MATERIALS AND METHODS

Materials.

Recombinant IL-8 was a gift from Caroline Hebert (Genentech). Carbachol, isoproterenol, and forskolin were purchased from Sigma. The 48-well modified Boyden Chamber was purchased from Nucleopore. [125I]-IL-8 was purchased from DuPont/NEN. Rat collagen type I was purchased from Collaborative Biomedical Products (Bedford, MA). Polycarbonate filters (10 mm) were purchased from Poretics. A mAb (M2) against the FLAG epitope was purchased from Kodak. Fluorescein isothiocyanate-conjugated antimouse IgG was obtained from Jackson ImmunoResearch.

Constructs.

cDNAs encoding the murine μ and δ opioid receptors, subcloned into pcDNA3 and FLAG- and hemagglutinin (HA)-tagged, respectively (11) and a FLAG-tagged human β2-adrenoreceptor, were provided by Mark von Zastrow (University of California, San Francisco). A cDNA for the rat M3-muscarinic receptor, containing an HA-tag at the N terminus (12), was provided by Jurgen Wess (National Institute of Diabetes and Digestive and Kidney Diseases). HA-tagged p44 extracellular signal-regulated kinase (p44ERK; ERK1) was a gift from J. Pouysségur (Centre National de la Recherche Scientifique, Nice, France) as described (13). The cDNA for the D2 dopamine receptor was obtained as noted (14). The cDNA encoding βARK-ct-(495–689) was obtained from Robert Lefkowitz (Duke University, Durham, NC).

Cell Culture and Transfection.

HEK293 cell lines (15) were grown in DMEM with Earle’s balanced salt solution supplemented with 10% fetal calf serum. For stable transfections, cells were grown to 50–70% confluence and transfected, by calcium phosphate precipitation, with 10–20 μg of DNA containing a neomycin-selectable marker.
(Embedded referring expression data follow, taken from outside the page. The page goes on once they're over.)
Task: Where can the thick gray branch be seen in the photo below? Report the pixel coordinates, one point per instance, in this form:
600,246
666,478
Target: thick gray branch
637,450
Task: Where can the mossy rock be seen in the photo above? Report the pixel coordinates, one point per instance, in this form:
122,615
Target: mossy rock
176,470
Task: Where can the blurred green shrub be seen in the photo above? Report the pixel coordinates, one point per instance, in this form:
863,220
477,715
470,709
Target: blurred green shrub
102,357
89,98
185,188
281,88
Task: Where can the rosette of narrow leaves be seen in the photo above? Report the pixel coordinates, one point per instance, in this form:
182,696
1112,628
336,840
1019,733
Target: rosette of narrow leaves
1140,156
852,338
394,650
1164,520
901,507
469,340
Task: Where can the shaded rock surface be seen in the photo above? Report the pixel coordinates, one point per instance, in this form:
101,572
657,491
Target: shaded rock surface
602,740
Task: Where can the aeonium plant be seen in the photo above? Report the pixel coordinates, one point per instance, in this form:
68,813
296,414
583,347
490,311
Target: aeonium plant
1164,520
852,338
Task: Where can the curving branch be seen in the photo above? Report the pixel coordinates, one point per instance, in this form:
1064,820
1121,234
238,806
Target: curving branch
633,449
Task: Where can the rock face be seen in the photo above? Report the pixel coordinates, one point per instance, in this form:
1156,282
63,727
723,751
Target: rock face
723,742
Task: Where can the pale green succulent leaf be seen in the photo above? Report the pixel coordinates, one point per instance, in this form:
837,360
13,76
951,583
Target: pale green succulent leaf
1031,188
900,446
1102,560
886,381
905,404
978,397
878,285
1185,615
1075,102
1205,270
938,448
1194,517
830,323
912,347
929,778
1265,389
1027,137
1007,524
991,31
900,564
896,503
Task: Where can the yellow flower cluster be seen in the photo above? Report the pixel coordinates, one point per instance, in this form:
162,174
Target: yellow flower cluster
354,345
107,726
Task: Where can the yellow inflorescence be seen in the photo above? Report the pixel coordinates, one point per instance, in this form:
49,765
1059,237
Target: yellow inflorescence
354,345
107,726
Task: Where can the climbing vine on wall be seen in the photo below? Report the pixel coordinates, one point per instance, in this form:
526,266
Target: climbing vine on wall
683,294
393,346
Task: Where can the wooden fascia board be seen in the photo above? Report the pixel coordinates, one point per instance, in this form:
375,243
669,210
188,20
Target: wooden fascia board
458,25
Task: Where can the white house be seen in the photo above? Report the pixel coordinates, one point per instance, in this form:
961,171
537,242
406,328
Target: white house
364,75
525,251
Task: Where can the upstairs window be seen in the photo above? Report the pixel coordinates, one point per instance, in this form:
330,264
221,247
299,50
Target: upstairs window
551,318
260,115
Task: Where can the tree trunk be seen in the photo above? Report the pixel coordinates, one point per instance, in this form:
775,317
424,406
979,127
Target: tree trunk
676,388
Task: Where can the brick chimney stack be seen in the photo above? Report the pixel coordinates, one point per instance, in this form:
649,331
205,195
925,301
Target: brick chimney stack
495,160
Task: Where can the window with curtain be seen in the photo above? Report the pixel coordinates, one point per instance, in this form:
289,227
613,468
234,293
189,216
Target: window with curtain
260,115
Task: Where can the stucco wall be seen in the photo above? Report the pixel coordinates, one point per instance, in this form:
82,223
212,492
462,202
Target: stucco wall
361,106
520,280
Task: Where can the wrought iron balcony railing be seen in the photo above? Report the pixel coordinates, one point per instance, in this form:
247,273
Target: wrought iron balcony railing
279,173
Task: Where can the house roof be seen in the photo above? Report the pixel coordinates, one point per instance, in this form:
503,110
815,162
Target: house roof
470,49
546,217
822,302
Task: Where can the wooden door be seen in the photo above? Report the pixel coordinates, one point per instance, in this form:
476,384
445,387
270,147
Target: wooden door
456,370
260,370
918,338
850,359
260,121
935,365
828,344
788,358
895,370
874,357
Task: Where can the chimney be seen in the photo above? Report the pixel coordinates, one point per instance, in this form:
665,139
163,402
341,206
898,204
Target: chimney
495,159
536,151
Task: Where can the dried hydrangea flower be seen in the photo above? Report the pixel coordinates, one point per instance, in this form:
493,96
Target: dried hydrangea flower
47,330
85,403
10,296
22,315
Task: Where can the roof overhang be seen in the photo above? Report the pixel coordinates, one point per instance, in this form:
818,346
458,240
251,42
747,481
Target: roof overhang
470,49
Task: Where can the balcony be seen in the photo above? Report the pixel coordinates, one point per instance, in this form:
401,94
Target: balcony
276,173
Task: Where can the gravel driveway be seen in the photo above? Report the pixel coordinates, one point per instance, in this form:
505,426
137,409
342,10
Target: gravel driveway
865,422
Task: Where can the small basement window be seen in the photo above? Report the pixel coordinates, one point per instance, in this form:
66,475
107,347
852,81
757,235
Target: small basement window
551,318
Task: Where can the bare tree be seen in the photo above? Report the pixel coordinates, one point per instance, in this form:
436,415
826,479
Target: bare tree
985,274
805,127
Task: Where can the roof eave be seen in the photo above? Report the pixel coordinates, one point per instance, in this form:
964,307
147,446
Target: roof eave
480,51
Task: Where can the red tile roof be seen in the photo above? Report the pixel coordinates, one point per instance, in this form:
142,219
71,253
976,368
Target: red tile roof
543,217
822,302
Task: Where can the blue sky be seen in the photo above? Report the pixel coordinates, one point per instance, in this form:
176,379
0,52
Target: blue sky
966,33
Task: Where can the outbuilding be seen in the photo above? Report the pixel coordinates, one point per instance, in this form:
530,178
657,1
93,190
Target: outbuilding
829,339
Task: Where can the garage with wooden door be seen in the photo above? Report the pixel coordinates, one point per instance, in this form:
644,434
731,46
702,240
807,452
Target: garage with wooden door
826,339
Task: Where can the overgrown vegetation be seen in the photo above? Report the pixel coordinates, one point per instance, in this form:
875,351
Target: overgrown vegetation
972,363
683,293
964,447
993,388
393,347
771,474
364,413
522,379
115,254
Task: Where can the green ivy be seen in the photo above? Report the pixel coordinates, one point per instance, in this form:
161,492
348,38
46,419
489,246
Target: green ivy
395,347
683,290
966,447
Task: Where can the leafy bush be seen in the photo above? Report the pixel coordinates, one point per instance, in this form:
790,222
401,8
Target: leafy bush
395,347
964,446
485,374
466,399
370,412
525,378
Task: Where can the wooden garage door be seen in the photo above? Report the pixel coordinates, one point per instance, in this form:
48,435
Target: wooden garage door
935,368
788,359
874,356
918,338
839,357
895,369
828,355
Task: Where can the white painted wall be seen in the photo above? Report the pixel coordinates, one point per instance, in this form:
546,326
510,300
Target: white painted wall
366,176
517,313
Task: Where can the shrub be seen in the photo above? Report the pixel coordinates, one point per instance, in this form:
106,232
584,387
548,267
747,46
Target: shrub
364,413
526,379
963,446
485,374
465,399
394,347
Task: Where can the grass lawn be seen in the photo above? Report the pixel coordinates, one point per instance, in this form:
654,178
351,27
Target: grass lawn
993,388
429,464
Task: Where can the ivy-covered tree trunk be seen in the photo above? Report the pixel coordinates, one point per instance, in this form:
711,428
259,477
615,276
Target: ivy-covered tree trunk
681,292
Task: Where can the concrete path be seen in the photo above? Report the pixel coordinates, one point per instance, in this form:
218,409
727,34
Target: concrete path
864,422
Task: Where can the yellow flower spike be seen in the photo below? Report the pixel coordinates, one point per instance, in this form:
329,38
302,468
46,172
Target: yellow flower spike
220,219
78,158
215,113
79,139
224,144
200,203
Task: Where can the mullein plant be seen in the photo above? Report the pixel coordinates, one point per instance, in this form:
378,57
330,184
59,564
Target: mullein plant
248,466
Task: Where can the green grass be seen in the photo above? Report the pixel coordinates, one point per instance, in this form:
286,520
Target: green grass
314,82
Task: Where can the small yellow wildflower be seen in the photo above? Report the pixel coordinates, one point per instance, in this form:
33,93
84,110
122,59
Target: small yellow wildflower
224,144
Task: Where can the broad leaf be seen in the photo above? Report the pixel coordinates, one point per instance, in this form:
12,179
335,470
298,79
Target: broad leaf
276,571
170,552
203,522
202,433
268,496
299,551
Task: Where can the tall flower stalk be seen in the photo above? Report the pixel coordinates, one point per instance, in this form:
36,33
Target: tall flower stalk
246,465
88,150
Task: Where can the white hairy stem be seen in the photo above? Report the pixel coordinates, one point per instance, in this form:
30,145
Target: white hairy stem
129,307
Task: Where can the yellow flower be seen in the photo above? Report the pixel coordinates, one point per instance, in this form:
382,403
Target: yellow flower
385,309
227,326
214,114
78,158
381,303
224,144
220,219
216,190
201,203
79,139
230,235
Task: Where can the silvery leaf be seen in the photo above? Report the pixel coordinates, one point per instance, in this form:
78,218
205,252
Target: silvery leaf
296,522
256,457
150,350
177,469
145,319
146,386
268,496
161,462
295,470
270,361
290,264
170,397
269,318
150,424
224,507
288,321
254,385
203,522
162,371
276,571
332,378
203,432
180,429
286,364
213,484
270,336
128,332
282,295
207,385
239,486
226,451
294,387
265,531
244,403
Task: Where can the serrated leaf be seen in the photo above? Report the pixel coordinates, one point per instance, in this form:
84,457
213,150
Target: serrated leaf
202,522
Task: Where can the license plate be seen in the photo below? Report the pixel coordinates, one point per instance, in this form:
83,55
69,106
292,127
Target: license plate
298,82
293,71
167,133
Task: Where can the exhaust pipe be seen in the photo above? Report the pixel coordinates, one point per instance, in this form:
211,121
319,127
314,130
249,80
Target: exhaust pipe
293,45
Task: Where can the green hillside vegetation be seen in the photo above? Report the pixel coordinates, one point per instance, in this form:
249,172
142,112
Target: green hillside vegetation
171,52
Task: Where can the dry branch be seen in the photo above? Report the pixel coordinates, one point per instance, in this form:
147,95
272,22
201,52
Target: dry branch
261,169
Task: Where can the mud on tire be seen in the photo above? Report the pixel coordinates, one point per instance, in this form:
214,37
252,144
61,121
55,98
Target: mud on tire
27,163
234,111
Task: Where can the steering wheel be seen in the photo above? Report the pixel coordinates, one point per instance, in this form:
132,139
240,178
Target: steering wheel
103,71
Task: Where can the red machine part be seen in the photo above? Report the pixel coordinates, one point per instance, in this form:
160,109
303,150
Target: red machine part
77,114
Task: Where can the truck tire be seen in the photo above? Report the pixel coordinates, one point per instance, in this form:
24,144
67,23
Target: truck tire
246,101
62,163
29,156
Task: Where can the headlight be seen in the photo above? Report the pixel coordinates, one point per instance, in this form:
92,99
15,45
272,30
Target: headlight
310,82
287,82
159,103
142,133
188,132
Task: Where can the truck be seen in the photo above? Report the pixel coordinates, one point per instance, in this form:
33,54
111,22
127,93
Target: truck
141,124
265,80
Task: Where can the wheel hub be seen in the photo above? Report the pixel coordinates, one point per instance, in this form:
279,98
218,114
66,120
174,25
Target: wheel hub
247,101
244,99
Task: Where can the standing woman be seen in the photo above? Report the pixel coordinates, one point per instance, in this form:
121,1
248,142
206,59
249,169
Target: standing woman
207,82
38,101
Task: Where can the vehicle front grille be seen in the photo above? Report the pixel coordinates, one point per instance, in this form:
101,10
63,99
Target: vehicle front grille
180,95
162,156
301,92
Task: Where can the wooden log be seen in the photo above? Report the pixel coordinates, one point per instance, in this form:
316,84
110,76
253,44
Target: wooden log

Stable clones were selected (16) and maintained in G418 (800 μg/ml). For transient transfection with the ERK construct, the DEAE/dextran method was used as described (14). Forty-eight hours after transfection, cells were serum starved for 16 hr in preparation for the ERK activation assay.

Chemotaxis Assay.

Cell migration assays were performed as described (15). The polycarbonate filters were coated with 50 μg/ml of rat collagen type I for 2 hr at 37°C. The chambers were incubated for 3–4 hr at 37°C in humidified air with 5% CO2. For each agonist concentration tested, cells that had migrated through to the underside of the filter were counted in four high-power fields (400×), in a blinded fashion. The migration index for each experiment was the mean number of cells that migrated at a specific agonist concentration divided by mean number of cells that migrated toward medium containing BSA. For each migration assay, a chemokinesis control using the optimal chemotactic concentration on both sides of the filter was performed to insure that the observed migration reflected chemotaxis and not chemokinesis. In no case did chemokinesis account for >15% of total cell migration (data not shown).

cAMP Accumulation.

Cells were split into 24-well plates at a density of 3–5 × 105 cells per well and labeled for 24 hr with medium containing 2 μCi/ml [3H]-adenine (23 Ci/mmol; 1 Ci = 37 GBq, Amersham). The next day, the cells were stimulated with forskolin in the presence or absence of the appropriate agonists. cAMP accumulation was determined as described (17).

ERK Activity.

HA-ERK1 DNA was transfected into the stable cell lines as described above. HA-ERK activity was measured as described (13). Radioactivity incorporated into myelin basic protein was determined by PhosphorImager analysis.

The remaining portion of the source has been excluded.